Force majeure clauses are interpreted according to their own wording and within the context of the particular contract. Courts will take numerous considerations into account when interpreting a force majeure clause, such as the definition of a triggering event under that clause, the required impact of the triggering event on the party claiming protection and the effect of invoking the clause. Service providers should keep these issues, amongst others, in mind when drafting or reviewing the force majeure provisions in their service agreements.
Force majeure provisions are just one example of the many boilerplate provisions often seen in service agreements. Other key standard boilerplate provisions are:
- Entire agreement
This clause forestalls claims that promises, representations and warranties (for example, in promotional or sales materials or RFPs) were provided outside of the written agreement.

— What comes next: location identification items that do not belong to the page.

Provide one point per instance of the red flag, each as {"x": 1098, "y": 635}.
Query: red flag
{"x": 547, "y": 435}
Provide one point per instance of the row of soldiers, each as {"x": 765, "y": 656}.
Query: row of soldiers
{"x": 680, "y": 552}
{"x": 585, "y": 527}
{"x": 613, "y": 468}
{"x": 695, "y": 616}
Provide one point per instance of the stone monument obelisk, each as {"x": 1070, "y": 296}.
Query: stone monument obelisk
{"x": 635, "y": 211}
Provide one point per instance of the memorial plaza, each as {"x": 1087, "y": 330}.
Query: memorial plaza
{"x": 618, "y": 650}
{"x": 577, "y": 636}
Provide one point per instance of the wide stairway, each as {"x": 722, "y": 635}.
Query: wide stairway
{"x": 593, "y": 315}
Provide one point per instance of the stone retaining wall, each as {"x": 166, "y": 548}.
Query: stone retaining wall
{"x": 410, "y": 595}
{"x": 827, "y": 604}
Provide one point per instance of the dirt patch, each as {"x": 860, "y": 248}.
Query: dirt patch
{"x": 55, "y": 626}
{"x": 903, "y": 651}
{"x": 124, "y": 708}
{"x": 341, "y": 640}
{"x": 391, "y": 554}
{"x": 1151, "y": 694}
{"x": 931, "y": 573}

- Assignment and change of control
Resist assignment and change of control restrictions as they affect the service provider’s marketability and ability to reorganize its corporate structure. If the customer insists on an assignment restriction, sometimes the concern is that the service provider will simply outsource its obligations; if so, clarify that the customer will not unreasonably withhold consent to an assignment, and include an exception allowing the service provider to assign the agreement without consent in association with the sale of all or substantially all of its business.
- Law and jurisdiction
To avoid the customer raising defences not known to the service provider, and to ensure that judgment can be obtained and recognized in a known manner, clearly specify that the laws of the service provider’s jurisdiction apply to the contract and that the parties submit to the jurisdiction of its home courts. That said, clarify that either party can apply to any court for any equitable relief such as injunctions.
- Dispute resolution
Consider whether a dispute resolution clause is appropriate. This can be as simple as stating that the parties will try to resolve any disputes amicably and in good faith before escalating to court, or as complex as requiring non-binding mediation to be followed by binding arbitration, if necessary.
Service providers that are familiar with the above provisions and take the appropriate measures to protect themselves in reviewing and amending them, greatly reduce the risk of later being caught unawares when issues arise and the parties are forced to turn to the boilerplate language in the contract for answers.